Al instante se quedó prendado de la belleza de la joven y empezó a
cortejarla. Finalmente los dos se enamoraron y empezaron a salir. Cuando le
llegaron los rumores a oídos del padre y se enteró de que su hijo estaba
festejando a una doncella de casa humilde, sin dote alguna, le impidió que
siguiera frecuentándola y apresuró los preparativos de la boda con la hija de
otro noble de un condado vecino. Os podéis imaginar la tristeza inmensa que le
causó a la pobre muchacha —continuó explicando la camarera muy entusiasmada— hasta
el punto que un día sin más, se subió al castillo para encontrarse con su amado
y cuando preguntó por él, no la dejaron entrar y le dijeron que había contraído
matrimonio. Fue tan inmensa la
angustia, que sin pensarlo se lanzó al vació y cayó al mar. Jamás encontraron
su cuerpo. A partir de entonces empezaron a suceder cosas muy extrañas. Hubo
diversos naufragios de barcos que acababan estrellándose contra las rocas. La
leyenda cuenta que Lorelei se
convirtió en una sirena y con su música atraía a los pescadores en venganza de
su traición.
—Qué
historia más bonita —exclamé yo— me encantan las leyendas de amor y desamor.
De
hecho yo soy una experta. Tengo una colección de amores y desamores, que algún
día escribiré un libro.
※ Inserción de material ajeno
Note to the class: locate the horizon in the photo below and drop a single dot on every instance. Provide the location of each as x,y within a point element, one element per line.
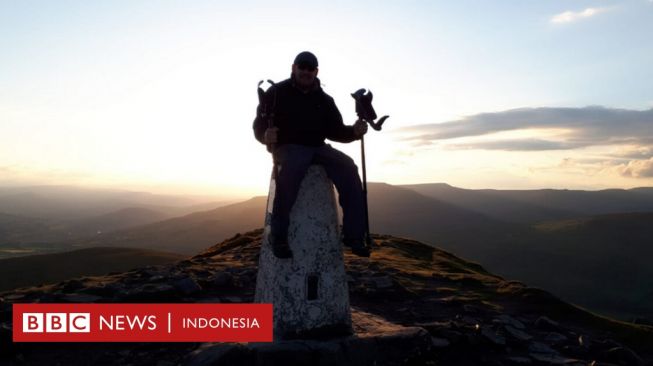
<point>482,95</point>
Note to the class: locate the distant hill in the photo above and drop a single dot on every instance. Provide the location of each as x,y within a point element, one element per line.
<point>189,233</point>
<point>586,253</point>
<point>68,203</point>
<point>531,206</point>
<point>392,209</point>
<point>411,304</point>
<point>604,262</point>
<point>34,215</point>
<point>49,268</point>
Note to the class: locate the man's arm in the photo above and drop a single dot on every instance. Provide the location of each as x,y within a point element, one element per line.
<point>336,130</point>
<point>260,124</point>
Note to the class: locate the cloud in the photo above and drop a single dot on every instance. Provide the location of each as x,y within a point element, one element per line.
<point>638,169</point>
<point>576,128</point>
<point>572,16</point>
<point>515,145</point>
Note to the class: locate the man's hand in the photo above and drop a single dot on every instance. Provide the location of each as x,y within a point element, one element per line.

Al igual que Lorelei,
conocí no hace mucho a un hombre que me estuvo cortejando un tiempo, Yo también
me enamoré con locura, sólo su presencia ya me excitaba. Yo sabía que estaba
casado, en eso jamás me engañó, pero quería de una vez por todas romper su
matrimonio, porque según decía, su esposa lo tenía hacia años como un florero. Viajamos
muchísimo y llegó un punto que finalmente se separó de su mujer y cogió un
apartamento en la misma localidad donde yo resido. Os podéis imaginar lo
contenta y feliz que yo me sentía, pues finalmente se había decidido y no lo
tenía que compartir con nadie. Aunque cada uno vivía en su casa, realmente nos
pasábamos la mayor parte del día juntos, compartiendo toda clase de actividades;
esquí, gimnasio, playa, restaurantes, cine, teatro, conciertos, todo aquello
que él, por sus circunstancias, hacía años que no disfrutaba. Cualquier cosa le
hacía mucha ilusión y yo me reía diciéndole que parecía que acabara de salir de
la cárcel, de una condena de treinta años. Un día recuerdo que estábamos dentro
del jacuzzi del gimnasio y me dijo
que necesitaba más espacio. Necesitaba sentirse libre y ver qué había en el
mundo exterior. Si se lo permitía, siempre estaríamos juntos. Yo me entristecí,
pero lo amaba tanto, y por no perderlo, cedí. A la vuelta de un viaje que hicimos a Marraqueix para celebrar el Fin de Año,
me vino a ver a casa y me confesó que se había enamorado de una de esas mujeres
esbeltas, rubias, que calzan zapatos de tacón alto y que por sus experiencias,
saben tratar a los hombres, consiguiendo llevarlos a su terreno. Yo desde luego
carezco de esas armas de mujer.
Poco
después de estos acontecimientos, recibí otra mala noticia. Simplemente me
llegó un whatsapp en alemán, desde el
teléfono de mi amiga Anne,
comunicándome que había fallecido. Me quedé desolada. Precisamente el año
anterior había venido con su hermana a pasar las Navidades a Barcelona, pues su
hermana no había estado nunca. Lo pasamos genial recorriendo todos los lugares
típicos como buenas turistas.
Ahora,
muchos días cuando bajo a ver el mar, y la tristeza me embarga y la angustia no
me deja respirar, me acuerdo de Loreiei. Fijo
la mirada y me parece verla allá en
la lejanía, primero me enseña su bonita cola dorada y luego me observa con benevolencia,
invitándome a que la siga. Yo también me tiraría al mar y dejaría que sus aguas
me engulleran para convertirme en una sirena como ella. Entonces me acuerdo de Anne, ella tan locuaz y bondadosa,
seguro que me diría que yo no fui culpable de nada. Era un matrimonio que
estaba roto hacía muchos años y, lo más importante, yo me enamoré y di y sentí
todo el amor que una mujer puede dar. Fueron unos meses maravillosos y eso
nadie me lo puede quitar. Anne, te
echo mucho a faltar. Qué pena que ya no estés. Me iría a tu casa y seguro que me
harías olvidar a ese hombre que no me convenía.